過去の「村山談話」「小泉談話」、そして2015年の「安倍談話」を踏まえながらも、安倍政権が築いた“謝罪外交からの脱却”のレガシーに異議を唱える内容となる可能性が高い。
旧安倍派からすれば、これこそが最も許せない事態だ。保守層の求心力を保ち続けるためには、「安倍談話」が歴史的な決着点でなければならない。その土台を、憎き石破に覆されるわけにはいかないのである。
そのため、旧安倍派は「お盆前の退陣」を至上命題とし、最後の追い込みをかけている。
総裁選と連立模索――本当の政局はここから
しかし、この「怨念の対決」は、すでに本流の政局から外れつつある。
自公連立政権は、参院選後、衆参ともに過半数を失っており、自民党は連立の再編なくして政権維持が不可能な状況に追い込まれている。

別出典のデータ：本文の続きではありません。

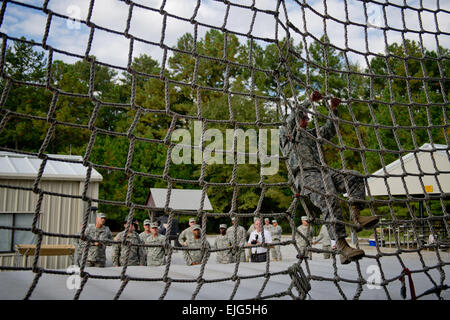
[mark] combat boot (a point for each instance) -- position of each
(348, 254)
(362, 221)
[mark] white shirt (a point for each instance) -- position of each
(267, 238)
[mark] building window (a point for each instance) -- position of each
(9, 237)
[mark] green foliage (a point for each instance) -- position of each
(202, 62)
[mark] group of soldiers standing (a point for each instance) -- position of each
(132, 254)
(148, 247)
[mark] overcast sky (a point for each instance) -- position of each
(146, 24)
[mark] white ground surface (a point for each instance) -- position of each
(15, 284)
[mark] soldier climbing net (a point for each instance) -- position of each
(293, 21)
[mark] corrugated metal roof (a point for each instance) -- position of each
(21, 166)
(180, 199)
(435, 181)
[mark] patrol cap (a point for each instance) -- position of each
(153, 225)
(101, 215)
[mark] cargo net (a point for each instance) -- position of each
(248, 66)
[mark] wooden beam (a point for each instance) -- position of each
(46, 249)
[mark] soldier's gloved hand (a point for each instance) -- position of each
(316, 96)
(335, 103)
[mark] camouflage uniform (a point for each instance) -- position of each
(156, 256)
(301, 242)
(194, 256)
(143, 236)
(221, 243)
(275, 252)
(185, 235)
(120, 251)
(249, 232)
(79, 249)
(301, 149)
(324, 238)
(240, 238)
(96, 254)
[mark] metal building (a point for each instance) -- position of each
(58, 214)
(403, 176)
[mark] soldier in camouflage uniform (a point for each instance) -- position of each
(193, 257)
(241, 237)
(306, 230)
(97, 250)
(276, 231)
(325, 240)
(136, 254)
(145, 234)
(300, 146)
(249, 232)
(223, 242)
(156, 256)
(187, 233)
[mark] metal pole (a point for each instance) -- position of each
(421, 217)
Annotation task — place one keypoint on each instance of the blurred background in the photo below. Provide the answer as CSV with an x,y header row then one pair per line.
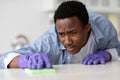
x,y
22,21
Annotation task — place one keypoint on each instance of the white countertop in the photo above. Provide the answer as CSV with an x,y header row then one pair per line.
x,y
109,71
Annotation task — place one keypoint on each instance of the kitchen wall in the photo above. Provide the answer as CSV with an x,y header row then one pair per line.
x,y
25,17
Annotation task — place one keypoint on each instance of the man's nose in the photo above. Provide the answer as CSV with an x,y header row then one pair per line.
x,y
68,40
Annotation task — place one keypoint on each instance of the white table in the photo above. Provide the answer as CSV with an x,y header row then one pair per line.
x,y
109,71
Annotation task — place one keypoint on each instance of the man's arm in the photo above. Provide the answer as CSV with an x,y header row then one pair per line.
x,y
14,62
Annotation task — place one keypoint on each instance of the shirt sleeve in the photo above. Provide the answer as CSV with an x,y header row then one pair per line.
x,y
113,53
9,58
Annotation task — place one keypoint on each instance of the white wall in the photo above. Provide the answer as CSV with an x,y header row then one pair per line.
x,y
21,17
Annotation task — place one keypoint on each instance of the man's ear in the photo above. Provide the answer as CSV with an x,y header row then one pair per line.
x,y
87,27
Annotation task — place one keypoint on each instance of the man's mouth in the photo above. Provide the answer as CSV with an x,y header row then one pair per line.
x,y
70,49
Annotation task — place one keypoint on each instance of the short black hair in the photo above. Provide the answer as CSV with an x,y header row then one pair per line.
x,y
72,8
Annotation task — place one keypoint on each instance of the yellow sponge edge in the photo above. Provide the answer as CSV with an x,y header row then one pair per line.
x,y
40,71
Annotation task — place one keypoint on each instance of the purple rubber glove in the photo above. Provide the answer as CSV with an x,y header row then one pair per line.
x,y
34,61
100,57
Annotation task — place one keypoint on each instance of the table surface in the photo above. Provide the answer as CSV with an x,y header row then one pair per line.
x,y
109,71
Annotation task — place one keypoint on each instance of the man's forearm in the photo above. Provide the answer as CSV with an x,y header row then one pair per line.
x,y
14,63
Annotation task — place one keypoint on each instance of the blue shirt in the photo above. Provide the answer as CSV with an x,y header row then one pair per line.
x,y
103,30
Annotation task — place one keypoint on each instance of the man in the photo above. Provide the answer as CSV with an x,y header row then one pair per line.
x,y
76,37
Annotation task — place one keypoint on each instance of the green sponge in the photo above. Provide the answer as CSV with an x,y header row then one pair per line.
x,y
40,71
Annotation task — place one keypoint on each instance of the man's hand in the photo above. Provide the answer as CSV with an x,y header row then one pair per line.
x,y
100,57
34,61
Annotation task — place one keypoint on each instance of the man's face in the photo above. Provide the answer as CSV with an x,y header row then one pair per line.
x,y
72,34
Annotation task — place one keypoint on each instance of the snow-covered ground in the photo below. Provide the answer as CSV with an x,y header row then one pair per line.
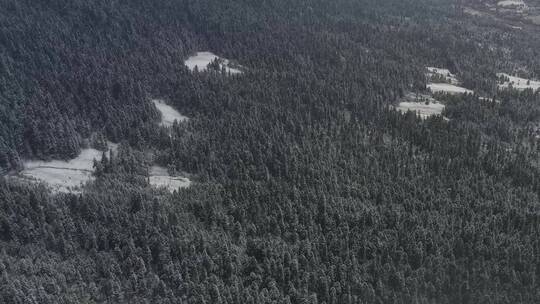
x,y
63,176
512,3
451,84
447,88
202,59
168,113
519,83
424,105
159,177
421,108
432,71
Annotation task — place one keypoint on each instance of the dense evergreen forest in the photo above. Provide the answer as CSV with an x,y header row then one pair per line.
x,y
309,187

9月に行われる自民党総裁選は、次なる連立相手を見据えた“分岐点”となる。林芳正官房長官が勝利すれば、立憲民主党との大連立が現実味を帯びる。他方、旧安倍派が推す高市、小林、小泉のいずれかが浮上すれば、国民民主や維新との連携を模索する展開となろう。

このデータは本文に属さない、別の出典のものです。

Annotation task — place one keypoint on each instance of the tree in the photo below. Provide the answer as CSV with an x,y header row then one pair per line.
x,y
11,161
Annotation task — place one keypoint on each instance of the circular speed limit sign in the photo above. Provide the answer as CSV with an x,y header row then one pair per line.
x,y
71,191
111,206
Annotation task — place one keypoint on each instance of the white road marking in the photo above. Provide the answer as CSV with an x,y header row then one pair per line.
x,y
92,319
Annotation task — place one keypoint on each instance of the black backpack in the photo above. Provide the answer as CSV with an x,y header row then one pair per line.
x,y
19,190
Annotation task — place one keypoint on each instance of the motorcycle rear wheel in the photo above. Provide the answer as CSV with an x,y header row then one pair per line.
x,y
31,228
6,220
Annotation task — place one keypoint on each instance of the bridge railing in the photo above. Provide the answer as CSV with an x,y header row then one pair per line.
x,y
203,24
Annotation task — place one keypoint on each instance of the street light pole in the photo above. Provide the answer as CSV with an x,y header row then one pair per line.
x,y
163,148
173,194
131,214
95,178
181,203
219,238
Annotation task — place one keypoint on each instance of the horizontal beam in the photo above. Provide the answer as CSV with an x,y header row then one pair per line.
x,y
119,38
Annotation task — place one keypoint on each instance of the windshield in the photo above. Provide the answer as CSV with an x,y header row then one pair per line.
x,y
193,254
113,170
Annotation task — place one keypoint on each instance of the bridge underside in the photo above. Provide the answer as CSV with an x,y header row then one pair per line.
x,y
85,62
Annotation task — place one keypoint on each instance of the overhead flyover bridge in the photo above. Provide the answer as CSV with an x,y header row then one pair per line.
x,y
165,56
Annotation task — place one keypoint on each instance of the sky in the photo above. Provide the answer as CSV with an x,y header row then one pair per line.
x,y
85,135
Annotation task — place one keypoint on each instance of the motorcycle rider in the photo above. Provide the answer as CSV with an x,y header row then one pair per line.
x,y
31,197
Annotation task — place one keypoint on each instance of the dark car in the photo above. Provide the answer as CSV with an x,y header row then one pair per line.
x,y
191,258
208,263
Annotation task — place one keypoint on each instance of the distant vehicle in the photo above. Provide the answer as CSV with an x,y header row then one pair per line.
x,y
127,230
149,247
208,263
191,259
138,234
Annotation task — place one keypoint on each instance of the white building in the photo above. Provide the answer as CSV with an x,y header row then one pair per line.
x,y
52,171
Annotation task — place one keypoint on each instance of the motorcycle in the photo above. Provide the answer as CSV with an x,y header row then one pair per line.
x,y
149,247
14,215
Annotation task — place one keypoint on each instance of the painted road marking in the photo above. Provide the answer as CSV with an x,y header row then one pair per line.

しかし、現時点では立憲・維新・国民が手を組む野党連立政権の兆しは見られず、自民党はあくまで主導権を維持したまま、どの野党と組むかという“選択の政治”に動くことになる。
「最後の抵抗」は終わるか
森山幹事長は、反主流派が求める両院議員総会を8月8日に開催する方向で調整している。8月1日から5日の臨時国会を波乱なく乗り切り、8日さえ乗り切れば、8月末の退陣表明にむけてソフトランディングの環境が整うというわけだ。
旧安倍派が抵抗してお盆前の退陣表明に追い込むのか。石破総理が逃げ切るのか。
8月15日の80年談話発表を見送るかわりに、8月8日の両院議員総会での「総裁リコール」を回避し、8月末の退陣表明まで漕ぎ着けるーー。森山幹事長はその方向で調整するだろう。石破総理がそれを受け入れるかどうかが当面の焦点となる。
石破vs旧安倍派。この「因縁の対決」は、政治ドラマとしては確かに魅力的だ。
しかし、真の政治はその先にある。9月以降、連立再編がどう動くか。誰が主導権を握るか。政局の本番は、石破退陣の“その後”に待っている。